Баа-бах!!! Дверь за мной захлопывается тугой пружиной, отсекая гулкий галдеж в душевой. После двенадцатичасовой изнурительной смены моется еще и гогочет смена наша. Выскакиваю в раздевалку и, сжав зубы, чтобы экономились — зряшно не клацали, на цырлах, как балерина, шкандыбаю по мокрому, холодному кафелю. Зарешеченная, как зек, тусклая лампочка скупо освещает раздевалку скучным желтеньким светом, пахнущим мочой. Раздражаясь, нетерпеливо нашариваю во тьме шкафчика запропастившееся полотенце. Зззадддубббарееел!!! Наконец-то, энергично растираюсь полотенцем, которое от этого становится серо-бурым. Хрен смоешь едва тепленькой струйкой воды всепроникающую пыль, всю смену липнущую на потное тело! И если я «в светлом будущем» отмоюсь от этой гадской пылюки, то едва ли прочихаюсь от удушливых мартеновских газов, забивающих глотку и нутро так, что голова чурбанеет, и отхаркаюсь от магнезитовой пыли, забившей легкие и въевшейся в поры тела, разгоряченного тяжелой работой.
Подходит Гордеич, мастер смены. Уже одет. Рослый, сутоловатый, худой, но жилистый — крепкий старик. Редеющие волосы аккуратно зачесаны на косой пробор. Один глаз со стороны пробора прищурен, отчего изрезанное морщинами лицо, продубленное мартеновским жаром, кажется лукавым, мудрым и чуть зловещим, как у сказочного ведуна. А глаз Гордеич щурит, когда приглядывается. Видать, так-то глядеть ему способнее. С виду сердитый и грозный, а по натуре — баской старикан, душевный.
— Как помылся, Сашок?
— То ж, Гордеич, рази мытье?! То же ж медленная казнь! Инквизиция! А-а-апчхи!!! На костре гуманнее… там не чихают…
— Да-а… таки дела — сызнова авария в бойлерной. Ить ноне там робить-то и некому… токо ученики, оот, которым по четырнадцать… Всех ужо мастеровитых слесарЕй на войну позабрали… А я про то, Сашок, коли нету делов срочных, айда ко мне?! А? Баско повечеруем совместно от. Чей-то муторно седни. Видать, погодка обратно… ооот
Гордеич — мужик гордый. Зря не просит. Надо пойти. И Серега меня, небось ждет. Собирались вечерком заглянуть в «курятник» — девчачью общагу. Как говорится, на огонек. Ништяк, перебьется Серега. Он будто меня знакомит, а под этим предлогом себе знакомства заводит. А Гордеичу я отказать не могу — привязался я к доброму, угостительному старику. Не из-за картохи в мундире — фирменного блюда бобыля, а потому, что люблю повечеровать в домашней обстановочке, где душа отдыхает. А курятник, с парочками по темным углам на каждой лестничной площадке, быстро оскомину набивает. Расстройство одно от такого флирта и раздражение на куриное соображение обитательниц курятника: лезут ей под подол, значит, дурак и нахал, не лезут, значит, дурак и слюнтяй. А что ты дурак, это выноси за скобки общим множителем. Тут девчачья логика, а у них одно на уме: будто у парней на уме одно!

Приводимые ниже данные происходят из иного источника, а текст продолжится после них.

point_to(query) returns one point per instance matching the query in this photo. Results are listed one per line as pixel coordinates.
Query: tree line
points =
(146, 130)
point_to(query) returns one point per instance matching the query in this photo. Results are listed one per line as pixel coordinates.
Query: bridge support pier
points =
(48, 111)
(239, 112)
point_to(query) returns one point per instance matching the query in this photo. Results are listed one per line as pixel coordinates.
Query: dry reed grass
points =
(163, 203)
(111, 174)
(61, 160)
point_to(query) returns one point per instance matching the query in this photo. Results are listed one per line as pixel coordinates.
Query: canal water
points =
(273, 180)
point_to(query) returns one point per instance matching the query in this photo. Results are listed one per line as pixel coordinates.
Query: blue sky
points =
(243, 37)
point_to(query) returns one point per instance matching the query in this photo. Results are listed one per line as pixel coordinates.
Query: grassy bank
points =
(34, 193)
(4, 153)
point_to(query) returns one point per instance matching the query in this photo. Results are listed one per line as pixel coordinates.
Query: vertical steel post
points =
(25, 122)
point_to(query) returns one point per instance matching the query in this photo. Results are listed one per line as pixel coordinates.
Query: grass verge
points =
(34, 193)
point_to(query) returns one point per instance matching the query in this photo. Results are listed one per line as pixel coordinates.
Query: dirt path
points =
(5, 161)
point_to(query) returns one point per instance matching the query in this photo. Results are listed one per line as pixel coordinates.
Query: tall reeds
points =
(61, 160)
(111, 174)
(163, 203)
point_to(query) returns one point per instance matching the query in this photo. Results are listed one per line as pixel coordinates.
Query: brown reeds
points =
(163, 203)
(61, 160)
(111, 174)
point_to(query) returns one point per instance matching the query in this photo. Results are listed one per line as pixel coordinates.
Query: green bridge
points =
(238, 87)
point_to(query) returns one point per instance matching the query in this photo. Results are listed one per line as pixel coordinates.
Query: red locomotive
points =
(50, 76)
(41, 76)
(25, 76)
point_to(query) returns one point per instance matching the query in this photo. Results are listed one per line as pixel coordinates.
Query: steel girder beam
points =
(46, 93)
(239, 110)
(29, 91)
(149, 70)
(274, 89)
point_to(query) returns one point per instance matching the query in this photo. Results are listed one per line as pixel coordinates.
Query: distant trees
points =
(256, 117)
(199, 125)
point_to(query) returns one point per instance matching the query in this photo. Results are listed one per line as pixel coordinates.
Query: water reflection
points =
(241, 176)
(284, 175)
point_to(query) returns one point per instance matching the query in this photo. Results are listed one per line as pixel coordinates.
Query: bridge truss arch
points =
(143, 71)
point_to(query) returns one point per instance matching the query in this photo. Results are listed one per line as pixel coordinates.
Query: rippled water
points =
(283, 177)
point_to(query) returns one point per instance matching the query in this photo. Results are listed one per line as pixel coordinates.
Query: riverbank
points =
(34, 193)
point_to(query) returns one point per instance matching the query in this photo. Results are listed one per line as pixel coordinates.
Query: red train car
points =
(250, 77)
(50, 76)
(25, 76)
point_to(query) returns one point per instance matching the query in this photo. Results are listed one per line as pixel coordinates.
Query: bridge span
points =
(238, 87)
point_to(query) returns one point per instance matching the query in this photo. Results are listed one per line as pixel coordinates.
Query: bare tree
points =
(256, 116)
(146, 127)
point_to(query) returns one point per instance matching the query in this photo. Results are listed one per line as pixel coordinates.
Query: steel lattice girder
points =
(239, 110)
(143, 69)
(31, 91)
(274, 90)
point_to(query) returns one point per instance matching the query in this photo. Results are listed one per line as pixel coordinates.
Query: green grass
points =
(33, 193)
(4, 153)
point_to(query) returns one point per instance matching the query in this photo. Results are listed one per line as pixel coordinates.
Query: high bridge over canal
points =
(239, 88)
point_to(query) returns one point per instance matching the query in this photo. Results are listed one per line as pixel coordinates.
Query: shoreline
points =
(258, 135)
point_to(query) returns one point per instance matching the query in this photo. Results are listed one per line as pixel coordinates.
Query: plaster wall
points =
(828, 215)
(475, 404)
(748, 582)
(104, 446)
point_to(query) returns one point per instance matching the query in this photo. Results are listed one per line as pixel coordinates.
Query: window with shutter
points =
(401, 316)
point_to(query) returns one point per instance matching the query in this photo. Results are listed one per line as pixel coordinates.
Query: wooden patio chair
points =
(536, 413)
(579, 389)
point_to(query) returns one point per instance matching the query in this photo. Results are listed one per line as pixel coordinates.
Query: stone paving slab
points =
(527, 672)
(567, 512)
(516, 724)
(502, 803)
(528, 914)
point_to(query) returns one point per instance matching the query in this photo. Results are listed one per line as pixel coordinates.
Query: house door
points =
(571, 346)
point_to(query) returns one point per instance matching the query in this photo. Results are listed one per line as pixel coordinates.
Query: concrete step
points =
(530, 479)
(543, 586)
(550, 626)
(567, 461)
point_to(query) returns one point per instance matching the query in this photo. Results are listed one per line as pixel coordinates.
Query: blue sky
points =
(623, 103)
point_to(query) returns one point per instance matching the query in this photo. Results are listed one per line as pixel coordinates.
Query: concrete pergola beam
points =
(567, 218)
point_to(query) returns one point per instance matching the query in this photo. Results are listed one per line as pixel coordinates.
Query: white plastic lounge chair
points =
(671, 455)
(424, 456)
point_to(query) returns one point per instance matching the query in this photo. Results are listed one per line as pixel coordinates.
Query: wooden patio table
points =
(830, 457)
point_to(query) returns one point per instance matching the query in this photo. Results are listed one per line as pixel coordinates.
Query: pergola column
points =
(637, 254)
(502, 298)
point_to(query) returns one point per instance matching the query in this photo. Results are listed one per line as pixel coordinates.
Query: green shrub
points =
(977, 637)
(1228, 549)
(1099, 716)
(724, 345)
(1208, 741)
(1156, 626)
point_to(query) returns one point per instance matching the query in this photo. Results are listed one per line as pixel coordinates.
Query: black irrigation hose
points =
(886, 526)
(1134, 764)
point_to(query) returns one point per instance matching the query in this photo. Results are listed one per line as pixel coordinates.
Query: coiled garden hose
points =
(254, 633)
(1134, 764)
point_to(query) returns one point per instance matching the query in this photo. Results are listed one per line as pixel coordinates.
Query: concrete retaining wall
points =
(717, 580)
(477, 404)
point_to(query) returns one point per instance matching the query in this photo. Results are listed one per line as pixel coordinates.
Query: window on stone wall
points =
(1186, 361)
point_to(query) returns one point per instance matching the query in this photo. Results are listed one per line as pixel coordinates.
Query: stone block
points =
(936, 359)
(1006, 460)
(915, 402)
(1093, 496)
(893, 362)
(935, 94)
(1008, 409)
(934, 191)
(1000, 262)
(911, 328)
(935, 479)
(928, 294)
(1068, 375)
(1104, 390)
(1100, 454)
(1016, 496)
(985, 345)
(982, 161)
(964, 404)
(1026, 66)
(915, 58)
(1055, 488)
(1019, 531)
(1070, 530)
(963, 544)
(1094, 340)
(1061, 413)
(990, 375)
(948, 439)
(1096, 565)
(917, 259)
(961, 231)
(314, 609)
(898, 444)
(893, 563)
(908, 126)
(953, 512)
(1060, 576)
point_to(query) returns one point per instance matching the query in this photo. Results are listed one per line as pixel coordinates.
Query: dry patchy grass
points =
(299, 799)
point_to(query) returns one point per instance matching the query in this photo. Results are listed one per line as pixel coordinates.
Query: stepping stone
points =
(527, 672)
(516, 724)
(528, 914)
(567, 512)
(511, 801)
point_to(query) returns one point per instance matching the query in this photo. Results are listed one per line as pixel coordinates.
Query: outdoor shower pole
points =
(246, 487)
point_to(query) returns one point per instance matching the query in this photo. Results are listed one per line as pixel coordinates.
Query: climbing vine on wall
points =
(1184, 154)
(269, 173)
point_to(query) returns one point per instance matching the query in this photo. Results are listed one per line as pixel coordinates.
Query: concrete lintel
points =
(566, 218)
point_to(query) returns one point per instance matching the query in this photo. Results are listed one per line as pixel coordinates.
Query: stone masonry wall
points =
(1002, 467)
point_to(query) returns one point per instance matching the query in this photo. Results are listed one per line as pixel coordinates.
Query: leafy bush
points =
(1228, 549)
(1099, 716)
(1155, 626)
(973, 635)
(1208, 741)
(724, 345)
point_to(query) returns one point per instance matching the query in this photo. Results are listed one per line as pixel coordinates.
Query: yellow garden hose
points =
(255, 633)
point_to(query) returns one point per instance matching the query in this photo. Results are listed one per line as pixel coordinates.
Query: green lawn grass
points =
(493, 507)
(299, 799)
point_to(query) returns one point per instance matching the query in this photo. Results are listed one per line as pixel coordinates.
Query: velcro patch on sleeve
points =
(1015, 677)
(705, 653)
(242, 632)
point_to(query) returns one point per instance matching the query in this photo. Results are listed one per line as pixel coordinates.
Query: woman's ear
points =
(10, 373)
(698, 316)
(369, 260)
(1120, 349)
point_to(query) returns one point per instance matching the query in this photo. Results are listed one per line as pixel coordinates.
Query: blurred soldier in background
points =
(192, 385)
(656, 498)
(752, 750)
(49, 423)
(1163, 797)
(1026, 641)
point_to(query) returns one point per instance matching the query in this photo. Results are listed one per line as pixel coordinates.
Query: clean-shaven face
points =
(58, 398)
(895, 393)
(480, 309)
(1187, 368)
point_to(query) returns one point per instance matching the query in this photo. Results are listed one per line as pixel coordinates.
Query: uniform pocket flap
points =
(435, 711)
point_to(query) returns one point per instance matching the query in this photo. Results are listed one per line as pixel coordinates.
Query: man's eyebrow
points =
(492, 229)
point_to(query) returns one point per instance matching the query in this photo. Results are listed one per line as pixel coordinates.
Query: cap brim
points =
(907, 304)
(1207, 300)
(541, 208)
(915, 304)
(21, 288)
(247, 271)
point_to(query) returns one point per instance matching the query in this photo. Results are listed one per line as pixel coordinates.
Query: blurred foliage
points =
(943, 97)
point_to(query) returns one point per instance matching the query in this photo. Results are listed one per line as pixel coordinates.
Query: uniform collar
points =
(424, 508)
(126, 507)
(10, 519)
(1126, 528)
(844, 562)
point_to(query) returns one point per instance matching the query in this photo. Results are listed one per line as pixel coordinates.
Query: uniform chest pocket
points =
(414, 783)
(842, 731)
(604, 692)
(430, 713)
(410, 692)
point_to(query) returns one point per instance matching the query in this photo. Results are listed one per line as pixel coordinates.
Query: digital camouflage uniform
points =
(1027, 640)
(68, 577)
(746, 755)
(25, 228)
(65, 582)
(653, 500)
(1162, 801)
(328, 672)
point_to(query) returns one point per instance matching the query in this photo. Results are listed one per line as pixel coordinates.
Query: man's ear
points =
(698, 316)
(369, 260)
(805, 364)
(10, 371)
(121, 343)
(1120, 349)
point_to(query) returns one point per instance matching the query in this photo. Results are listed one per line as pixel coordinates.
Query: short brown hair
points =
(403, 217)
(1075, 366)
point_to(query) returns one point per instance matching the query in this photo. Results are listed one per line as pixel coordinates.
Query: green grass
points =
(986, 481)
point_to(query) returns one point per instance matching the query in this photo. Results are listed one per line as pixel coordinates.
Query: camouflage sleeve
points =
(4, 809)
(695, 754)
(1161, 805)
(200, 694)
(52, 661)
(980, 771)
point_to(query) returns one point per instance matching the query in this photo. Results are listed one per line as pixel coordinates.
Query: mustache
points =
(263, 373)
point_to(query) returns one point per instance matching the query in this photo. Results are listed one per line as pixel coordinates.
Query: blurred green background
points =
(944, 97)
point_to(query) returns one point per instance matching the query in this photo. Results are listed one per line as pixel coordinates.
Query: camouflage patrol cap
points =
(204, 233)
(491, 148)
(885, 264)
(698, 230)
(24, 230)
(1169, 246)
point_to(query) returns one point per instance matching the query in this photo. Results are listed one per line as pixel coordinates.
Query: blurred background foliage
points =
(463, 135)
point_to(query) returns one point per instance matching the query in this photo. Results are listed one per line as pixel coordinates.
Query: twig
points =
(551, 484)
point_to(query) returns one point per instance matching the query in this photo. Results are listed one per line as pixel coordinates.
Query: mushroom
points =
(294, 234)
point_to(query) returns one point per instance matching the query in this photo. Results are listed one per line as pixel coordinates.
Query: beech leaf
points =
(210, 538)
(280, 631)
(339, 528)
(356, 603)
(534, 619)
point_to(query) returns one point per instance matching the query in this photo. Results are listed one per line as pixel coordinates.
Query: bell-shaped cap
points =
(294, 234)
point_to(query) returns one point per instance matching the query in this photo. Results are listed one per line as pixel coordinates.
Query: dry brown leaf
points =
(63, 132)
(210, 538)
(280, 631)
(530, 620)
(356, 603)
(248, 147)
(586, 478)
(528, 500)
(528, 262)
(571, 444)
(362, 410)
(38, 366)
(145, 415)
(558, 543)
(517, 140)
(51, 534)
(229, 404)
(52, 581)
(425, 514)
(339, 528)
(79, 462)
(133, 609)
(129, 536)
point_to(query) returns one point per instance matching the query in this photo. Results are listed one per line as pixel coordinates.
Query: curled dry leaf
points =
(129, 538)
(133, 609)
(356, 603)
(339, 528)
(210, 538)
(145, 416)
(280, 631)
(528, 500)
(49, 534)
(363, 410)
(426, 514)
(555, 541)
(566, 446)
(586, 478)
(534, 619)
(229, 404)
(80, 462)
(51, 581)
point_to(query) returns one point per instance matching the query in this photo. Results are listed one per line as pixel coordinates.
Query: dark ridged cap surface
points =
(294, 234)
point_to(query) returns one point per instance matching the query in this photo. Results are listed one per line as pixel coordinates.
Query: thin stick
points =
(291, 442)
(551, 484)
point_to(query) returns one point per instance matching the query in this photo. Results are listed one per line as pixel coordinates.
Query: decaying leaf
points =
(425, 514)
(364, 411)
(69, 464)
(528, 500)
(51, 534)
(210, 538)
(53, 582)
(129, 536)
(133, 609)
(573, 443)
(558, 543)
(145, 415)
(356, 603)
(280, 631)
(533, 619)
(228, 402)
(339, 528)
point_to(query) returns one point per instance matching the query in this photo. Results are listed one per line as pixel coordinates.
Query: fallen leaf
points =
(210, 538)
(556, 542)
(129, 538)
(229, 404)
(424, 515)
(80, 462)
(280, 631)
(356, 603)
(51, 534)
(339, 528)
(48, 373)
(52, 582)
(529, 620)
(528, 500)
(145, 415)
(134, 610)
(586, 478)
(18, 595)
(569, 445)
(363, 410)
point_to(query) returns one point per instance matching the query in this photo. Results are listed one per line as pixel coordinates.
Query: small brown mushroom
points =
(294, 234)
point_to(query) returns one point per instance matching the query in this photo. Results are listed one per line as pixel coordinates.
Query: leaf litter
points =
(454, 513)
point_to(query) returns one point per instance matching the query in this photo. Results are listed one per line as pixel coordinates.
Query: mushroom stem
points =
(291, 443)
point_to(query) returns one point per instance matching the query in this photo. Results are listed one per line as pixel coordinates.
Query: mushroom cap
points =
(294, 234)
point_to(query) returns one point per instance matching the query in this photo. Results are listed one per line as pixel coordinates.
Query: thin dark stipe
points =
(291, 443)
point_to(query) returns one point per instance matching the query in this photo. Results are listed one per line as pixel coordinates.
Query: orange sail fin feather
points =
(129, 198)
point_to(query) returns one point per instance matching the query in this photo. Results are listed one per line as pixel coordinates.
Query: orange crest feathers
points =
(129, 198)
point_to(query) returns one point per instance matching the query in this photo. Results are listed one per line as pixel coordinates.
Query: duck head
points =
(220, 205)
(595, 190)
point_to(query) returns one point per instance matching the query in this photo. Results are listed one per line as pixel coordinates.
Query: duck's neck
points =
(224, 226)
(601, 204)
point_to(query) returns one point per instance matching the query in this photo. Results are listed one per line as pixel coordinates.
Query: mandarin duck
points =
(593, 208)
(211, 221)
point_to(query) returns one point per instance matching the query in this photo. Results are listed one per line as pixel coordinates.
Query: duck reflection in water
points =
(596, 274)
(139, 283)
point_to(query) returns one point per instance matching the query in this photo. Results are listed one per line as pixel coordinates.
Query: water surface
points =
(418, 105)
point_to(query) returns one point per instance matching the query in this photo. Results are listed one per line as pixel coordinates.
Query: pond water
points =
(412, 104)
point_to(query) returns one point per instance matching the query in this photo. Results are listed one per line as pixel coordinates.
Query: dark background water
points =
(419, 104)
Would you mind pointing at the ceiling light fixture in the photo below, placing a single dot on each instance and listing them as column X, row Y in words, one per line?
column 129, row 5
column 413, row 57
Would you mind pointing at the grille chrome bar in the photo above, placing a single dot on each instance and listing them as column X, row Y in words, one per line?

Только выходим мы с Гордеичем из-за стены цеха на широкий центральный проезд — враз по щекам наотмашь хлестануло колючим снеговым зарядом. И как ни закрывай лицо варежкой, а ледяные иголочки снежинок находят место кольнуть. Но за заводской проходной, когда сворачиваем с продуваемой ветрами площади Первой Пятилетки в сторону Верх-Исетского пруда, злой северо-восточный ветер подталкивает в спину, подгоняет тугими пинками ветровых завихрений, подстегивает под зад ледяными розгами. Мои рабочие ботинки популярного фасона военного времени «во поле березонька стояла» оскальзываюся под горку. Такие «стукалки» дают на мартене как спецобувь: верх брезентовый, подошвы березовые. А то что подошвы не сгибаются, так к этому привыкаешь. Не к такому за войну попривыкали… И впотьмах жить привыкли. Даже непривычно свет электрический вечером видеть в доме, тем более, на улице! По сторонам темной улицы, утопающей в глубоких сугробах, сквозь метельную мглу, чернеют добротные бревенчатые дома с глухими ставнями. От дома к дому — высокие деревянные заборы, они же — стены крытых дворов. В такой двор и с аэроплана хрен заглянешь, глухо как в танке! Здесь, в Кушвинской слободе, живут старые рабочие династии, работающие из поколения в поколение на одном заводе и по одному делу. Мы, пришлые, их кержаками зовем. Для нас, суетливо горластых, была по началу в диковину их степенная молчаливость. Пообвыкнув, и мы «окержачились», стали походить на аборигенов.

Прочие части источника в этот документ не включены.